As a coach Lawrence managed Ashford Town between 2009 and 2011 where he served as player/manager. In 2018 he was appointed assistant manager at Kingstonian. He also worked on the coaching setups of Whitehawk and the Ghana national team.

==Early life==
Lawrence was born in Balham, London, before moving first to Totteridge House in Battersea for a year before settling more permanently on the Latchmere Estate and attending John Burns Primary School.
 His parents were from Jamaica. As a youth he served two prison sentences.

==Club career==
He began his career in non-league with Cowes Sports in 1992, before turning professional with Sunderland in 1993. He made his professional debut for Sunderland on 20 October 1993 during the 2–0 victory against Luton Town.

In 1993 Jamie Lawrence was handed his first professional football contract with Sunderland by manager Terry Butcher. Within days of signing for the Roker Park club, he made his debut as a substitute in a televised match against Middlesbrough. Although Middlesbrough beat Sunderland 4–1, Lawrence had made enough of an impression to be selected to start in the following match against Luton Town.

Terry Butcher was sacked a month later and replaced by Mick Buxton where Lawrence was not part of the new managers' plans and he was sold to Doncaster Rovers for £20,000 on 17 March 1994. He also played professionally for Doncaster Rovers, Leicester City, Bradford City, Walsall, Wigan Athletic, Grimsby Town and Brentford. While playing with Leicester he appeared as a substitute in the 1997 Football League Cup Final replay.

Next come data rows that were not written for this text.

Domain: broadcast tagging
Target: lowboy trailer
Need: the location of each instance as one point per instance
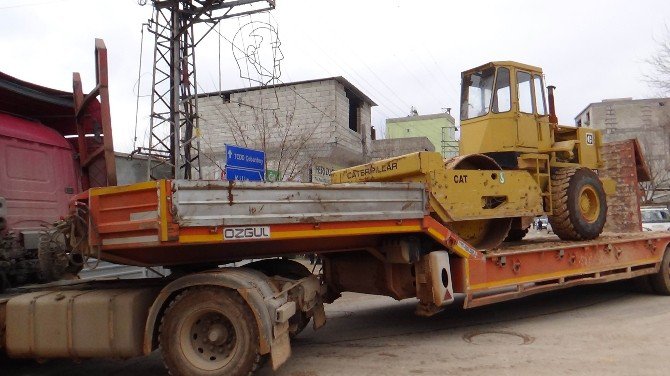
(208, 317)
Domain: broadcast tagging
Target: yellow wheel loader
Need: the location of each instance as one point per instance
(515, 163)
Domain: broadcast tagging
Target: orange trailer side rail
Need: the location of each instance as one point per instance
(134, 225)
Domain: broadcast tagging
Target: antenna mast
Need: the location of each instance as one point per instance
(174, 132)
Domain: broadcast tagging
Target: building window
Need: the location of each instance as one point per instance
(354, 111)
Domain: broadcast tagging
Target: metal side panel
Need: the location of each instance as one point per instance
(214, 203)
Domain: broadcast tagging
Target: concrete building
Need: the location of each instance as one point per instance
(648, 120)
(393, 147)
(302, 126)
(438, 128)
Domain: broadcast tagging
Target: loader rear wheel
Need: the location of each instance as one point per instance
(209, 331)
(660, 282)
(579, 202)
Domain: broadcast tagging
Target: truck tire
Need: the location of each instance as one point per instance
(209, 331)
(660, 282)
(579, 203)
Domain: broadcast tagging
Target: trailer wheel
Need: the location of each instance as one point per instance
(660, 282)
(580, 207)
(209, 331)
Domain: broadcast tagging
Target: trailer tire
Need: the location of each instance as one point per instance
(209, 331)
(579, 204)
(660, 282)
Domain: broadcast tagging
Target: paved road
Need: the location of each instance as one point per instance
(598, 330)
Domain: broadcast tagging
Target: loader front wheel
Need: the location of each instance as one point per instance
(209, 331)
(579, 204)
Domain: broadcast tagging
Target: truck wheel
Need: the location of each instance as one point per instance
(209, 331)
(660, 282)
(580, 206)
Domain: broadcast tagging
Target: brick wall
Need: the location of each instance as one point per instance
(623, 213)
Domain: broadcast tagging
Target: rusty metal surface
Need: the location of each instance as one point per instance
(525, 269)
(212, 203)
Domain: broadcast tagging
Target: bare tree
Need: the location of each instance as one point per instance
(657, 189)
(659, 77)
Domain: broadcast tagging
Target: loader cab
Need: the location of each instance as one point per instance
(504, 111)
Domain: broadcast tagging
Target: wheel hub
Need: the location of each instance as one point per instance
(211, 339)
(589, 205)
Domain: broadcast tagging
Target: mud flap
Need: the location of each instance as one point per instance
(281, 346)
(433, 283)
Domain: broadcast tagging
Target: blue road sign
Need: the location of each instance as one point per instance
(240, 174)
(249, 159)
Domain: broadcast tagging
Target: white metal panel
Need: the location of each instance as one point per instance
(214, 203)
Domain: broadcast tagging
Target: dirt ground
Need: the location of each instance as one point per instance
(596, 330)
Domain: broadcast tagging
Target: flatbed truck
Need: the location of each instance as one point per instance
(208, 317)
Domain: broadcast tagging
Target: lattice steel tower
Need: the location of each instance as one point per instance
(174, 135)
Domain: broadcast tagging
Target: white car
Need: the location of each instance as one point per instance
(655, 219)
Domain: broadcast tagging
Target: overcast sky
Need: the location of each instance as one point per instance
(401, 53)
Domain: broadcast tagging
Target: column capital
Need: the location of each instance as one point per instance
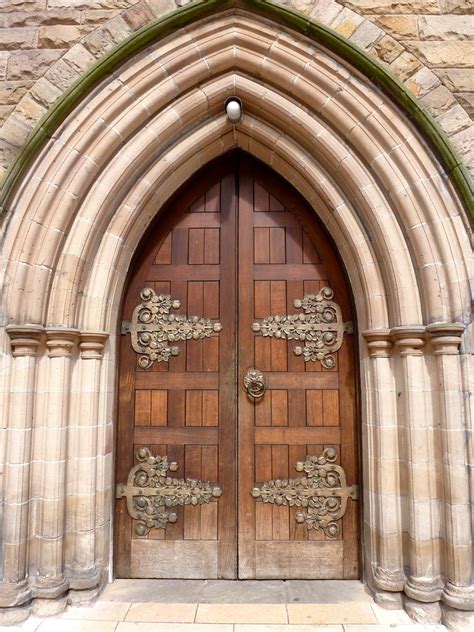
(409, 340)
(379, 343)
(92, 343)
(60, 342)
(445, 337)
(25, 339)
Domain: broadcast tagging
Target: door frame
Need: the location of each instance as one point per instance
(195, 186)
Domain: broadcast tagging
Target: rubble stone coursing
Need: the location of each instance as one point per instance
(45, 45)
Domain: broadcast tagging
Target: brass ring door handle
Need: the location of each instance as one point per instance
(254, 383)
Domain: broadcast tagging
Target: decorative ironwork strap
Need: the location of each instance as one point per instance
(152, 328)
(324, 492)
(150, 492)
(320, 327)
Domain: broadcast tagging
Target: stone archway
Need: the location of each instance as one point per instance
(82, 208)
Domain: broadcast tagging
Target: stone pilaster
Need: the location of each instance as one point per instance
(48, 566)
(388, 573)
(25, 341)
(80, 558)
(424, 582)
(446, 341)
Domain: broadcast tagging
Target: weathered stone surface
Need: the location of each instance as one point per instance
(457, 79)
(58, 36)
(454, 120)
(446, 27)
(367, 34)
(438, 100)
(16, 38)
(387, 49)
(422, 82)
(45, 92)
(466, 100)
(405, 65)
(394, 6)
(21, 18)
(32, 64)
(400, 26)
(443, 54)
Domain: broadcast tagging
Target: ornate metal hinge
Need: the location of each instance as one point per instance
(324, 492)
(321, 327)
(150, 492)
(152, 327)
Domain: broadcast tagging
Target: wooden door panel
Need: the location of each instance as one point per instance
(237, 247)
(184, 407)
(304, 410)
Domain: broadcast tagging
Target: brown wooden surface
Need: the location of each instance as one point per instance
(238, 245)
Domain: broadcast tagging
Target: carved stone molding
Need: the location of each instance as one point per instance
(60, 342)
(91, 344)
(25, 339)
(320, 327)
(153, 327)
(445, 337)
(379, 343)
(409, 340)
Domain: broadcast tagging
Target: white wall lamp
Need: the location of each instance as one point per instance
(234, 110)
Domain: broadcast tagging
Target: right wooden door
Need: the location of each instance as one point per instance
(295, 437)
(263, 408)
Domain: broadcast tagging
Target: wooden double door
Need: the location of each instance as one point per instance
(213, 474)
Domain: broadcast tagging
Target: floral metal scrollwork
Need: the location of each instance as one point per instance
(153, 327)
(150, 492)
(320, 327)
(323, 492)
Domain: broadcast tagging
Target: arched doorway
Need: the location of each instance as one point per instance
(239, 248)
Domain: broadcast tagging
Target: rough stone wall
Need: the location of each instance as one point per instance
(45, 45)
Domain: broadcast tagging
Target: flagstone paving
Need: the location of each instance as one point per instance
(227, 606)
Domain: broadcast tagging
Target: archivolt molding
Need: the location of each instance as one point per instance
(86, 203)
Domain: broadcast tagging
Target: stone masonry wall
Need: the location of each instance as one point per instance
(45, 45)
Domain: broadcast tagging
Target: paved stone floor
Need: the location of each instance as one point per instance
(226, 606)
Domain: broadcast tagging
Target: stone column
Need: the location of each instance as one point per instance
(50, 581)
(388, 573)
(25, 342)
(446, 340)
(82, 466)
(424, 583)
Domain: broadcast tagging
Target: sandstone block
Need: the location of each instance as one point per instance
(438, 100)
(17, 38)
(45, 92)
(61, 75)
(25, 65)
(405, 65)
(445, 27)
(394, 6)
(79, 58)
(387, 49)
(4, 56)
(400, 26)
(422, 82)
(443, 54)
(138, 15)
(347, 22)
(454, 120)
(105, 38)
(58, 36)
(22, 18)
(457, 79)
(367, 34)
(466, 100)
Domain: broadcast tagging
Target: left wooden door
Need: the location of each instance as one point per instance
(183, 408)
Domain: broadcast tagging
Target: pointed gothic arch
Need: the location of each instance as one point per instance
(79, 211)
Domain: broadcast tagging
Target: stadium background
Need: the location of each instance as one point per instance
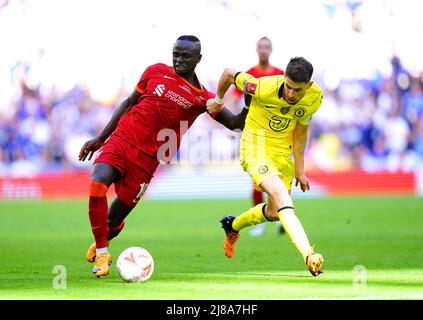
(66, 64)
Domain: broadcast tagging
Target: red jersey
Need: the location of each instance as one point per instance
(168, 106)
(258, 72)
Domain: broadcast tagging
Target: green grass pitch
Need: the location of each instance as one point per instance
(383, 235)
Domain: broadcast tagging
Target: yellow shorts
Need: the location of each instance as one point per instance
(260, 166)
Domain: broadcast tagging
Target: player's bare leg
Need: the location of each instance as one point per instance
(258, 229)
(118, 211)
(280, 206)
(102, 177)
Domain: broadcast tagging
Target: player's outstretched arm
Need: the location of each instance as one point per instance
(226, 79)
(93, 145)
(299, 144)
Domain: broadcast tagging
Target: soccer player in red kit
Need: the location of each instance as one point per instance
(262, 69)
(144, 130)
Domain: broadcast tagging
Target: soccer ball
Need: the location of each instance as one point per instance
(135, 264)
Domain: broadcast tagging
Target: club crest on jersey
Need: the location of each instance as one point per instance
(159, 89)
(299, 112)
(278, 124)
(285, 110)
(249, 87)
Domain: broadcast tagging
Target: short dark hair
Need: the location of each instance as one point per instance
(299, 69)
(264, 38)
(192, 39)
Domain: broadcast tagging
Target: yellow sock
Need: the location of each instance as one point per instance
(251, 217)
(295, 230)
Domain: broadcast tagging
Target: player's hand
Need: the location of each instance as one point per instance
(89, 148)
(303, 181)
(213, 107)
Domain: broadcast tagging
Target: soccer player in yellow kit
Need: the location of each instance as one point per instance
(280, 110)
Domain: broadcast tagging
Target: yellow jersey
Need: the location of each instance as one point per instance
(270, 118)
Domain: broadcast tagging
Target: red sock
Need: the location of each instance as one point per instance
(97, 211)
(114, 231)
(257, 197)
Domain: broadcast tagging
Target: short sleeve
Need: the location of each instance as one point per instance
(141, 86)
(246, 83)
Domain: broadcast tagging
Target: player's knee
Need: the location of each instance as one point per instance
(98, 189)
(271, 215)
(104, 173)
(114, 221)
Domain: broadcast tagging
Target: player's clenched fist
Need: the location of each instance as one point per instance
(89, 148)
(213, 107)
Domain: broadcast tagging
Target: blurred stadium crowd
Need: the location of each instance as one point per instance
(373, 123)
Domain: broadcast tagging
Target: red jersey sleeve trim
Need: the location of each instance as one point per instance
(139, 90)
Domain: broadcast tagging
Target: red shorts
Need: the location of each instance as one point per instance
(136, 168)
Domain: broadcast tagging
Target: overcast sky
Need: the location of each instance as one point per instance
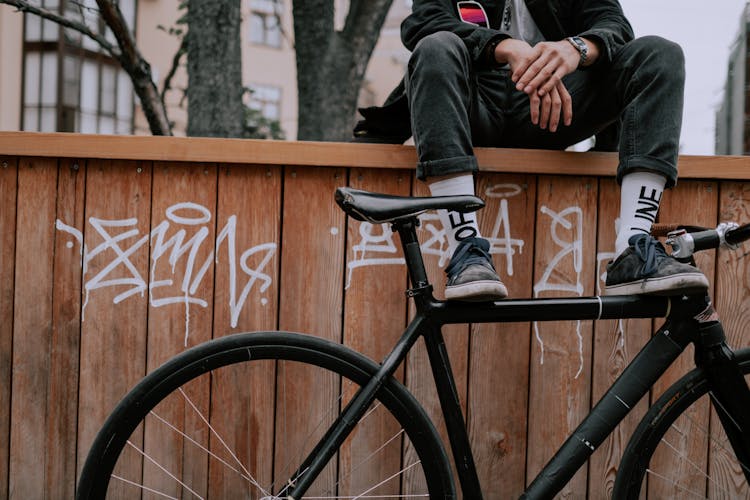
(706, 30)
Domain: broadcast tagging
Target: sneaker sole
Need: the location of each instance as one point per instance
(477, 291)
(667, 285)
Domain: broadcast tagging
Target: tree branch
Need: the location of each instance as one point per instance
(181, 51)
(25, 6)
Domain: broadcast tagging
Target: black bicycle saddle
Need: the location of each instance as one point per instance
(378, 208)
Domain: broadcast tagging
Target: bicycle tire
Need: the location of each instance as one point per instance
(681, 433)
(283, 352)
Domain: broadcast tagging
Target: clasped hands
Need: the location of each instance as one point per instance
(538, 71)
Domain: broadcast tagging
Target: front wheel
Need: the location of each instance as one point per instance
(234, 417)
(680, 449)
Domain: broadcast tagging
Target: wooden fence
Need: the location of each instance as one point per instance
(94, 293)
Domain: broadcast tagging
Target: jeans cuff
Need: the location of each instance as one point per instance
(656, 165)
(446, 166)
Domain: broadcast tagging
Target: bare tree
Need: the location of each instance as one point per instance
(331, 63)
(214, 54)
(125, 52)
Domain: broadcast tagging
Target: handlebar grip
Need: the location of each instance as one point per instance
(737, 236)
(704, 240)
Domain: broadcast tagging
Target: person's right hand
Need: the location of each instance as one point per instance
(538, 72)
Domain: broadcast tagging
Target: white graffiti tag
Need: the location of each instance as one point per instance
(177, 239)
(568, 220)
(503, 244)
(377, 247)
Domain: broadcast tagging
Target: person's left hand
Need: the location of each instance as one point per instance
(543, 72)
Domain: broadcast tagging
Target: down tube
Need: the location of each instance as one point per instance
(635, 381)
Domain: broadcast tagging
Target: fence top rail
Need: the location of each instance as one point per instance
(336, 154)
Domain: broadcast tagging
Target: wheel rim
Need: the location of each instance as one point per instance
(241, 430)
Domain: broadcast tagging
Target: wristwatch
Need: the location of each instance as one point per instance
(582, 48)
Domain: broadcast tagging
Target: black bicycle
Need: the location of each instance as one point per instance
(171, 429)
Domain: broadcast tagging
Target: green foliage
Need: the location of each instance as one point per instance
(257, 126)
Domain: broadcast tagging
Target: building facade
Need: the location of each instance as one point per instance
(54, 79)
(733, 115)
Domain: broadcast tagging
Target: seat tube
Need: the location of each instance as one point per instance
(407, 231)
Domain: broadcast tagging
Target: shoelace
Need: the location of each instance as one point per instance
(470, 251)
(651, 252)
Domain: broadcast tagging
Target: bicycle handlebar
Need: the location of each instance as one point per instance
(685, 243)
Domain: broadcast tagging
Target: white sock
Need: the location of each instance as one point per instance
(458, 226)
(640, 195)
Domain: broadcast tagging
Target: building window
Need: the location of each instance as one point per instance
(266, 99)
(265, 22)
(70, 84)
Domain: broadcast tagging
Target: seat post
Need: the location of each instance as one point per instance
(407, 231)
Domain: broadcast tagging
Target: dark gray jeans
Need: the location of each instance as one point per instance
(453, 107)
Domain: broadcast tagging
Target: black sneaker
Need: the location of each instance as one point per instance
(471, 275)
(646, 268)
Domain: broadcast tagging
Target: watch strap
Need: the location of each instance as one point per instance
(581, 47)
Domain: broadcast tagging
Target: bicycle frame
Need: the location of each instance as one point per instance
(689, 319)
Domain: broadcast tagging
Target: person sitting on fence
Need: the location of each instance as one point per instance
(531, 74)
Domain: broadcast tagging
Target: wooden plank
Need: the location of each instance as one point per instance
(312, 264)
(498, 392)
(341, 154)
(696, 200)
(374, 319)
(114, 314)
(62, 405)
(32, 325)
(561, 351)
(616, 342)
(418, 372)
(180, 316)
(8, 192)
(732, 297)
(249, 221)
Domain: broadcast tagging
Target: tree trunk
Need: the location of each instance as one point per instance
(331, 64)
(214, 68)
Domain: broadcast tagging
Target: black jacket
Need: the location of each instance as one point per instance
(600, 20)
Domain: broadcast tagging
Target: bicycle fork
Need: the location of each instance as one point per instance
(728, 389)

He later played non-league football with Fisher Athletic, Worthing, Harrow Borough, Margate, Ashford Town, Banstead Athletic and Cobham. While playing for Harrow Borough he cut his knee during a match, and later contracted MRSA.

==International career==
Lawrence earned 24 caps for Jamaica between 2000 and 2004, scoring one goal. He appeared in 11 FIFA World Cup qualifying matches.

==Coaching career==
Lawrence was player-manager of Ashford Town between November 2009 and June 2011.

In December 2014 he signed a six-week contract with the Ghana national team, to be their fitness coach for the 2015 Africa Cup of Nations, having previously worked in a similar role with Sutton United.

Lawrence was appointed first-team coach at National League South Whitehawk in September 2017. He then had a spell as assistant manager at Kingstonian, leaving in February 2019.

As of March 2023 he was a fitness coach for the Zambia national team.

==Personal life==
His autobiography From Prison to Premiership was released in 2006. It was re-released as an e-book in 2013.

Lawrence started the Jamie Lawrence Football Academy in Tooting 2008.

In April 2019 Lawrence spoke out against racism in football, revealing that during his playing career he had been racially abused by one of his own teammates.

In May 2020 Lawrence began a charity online workout to raise funds during the COVID-19 pandemic.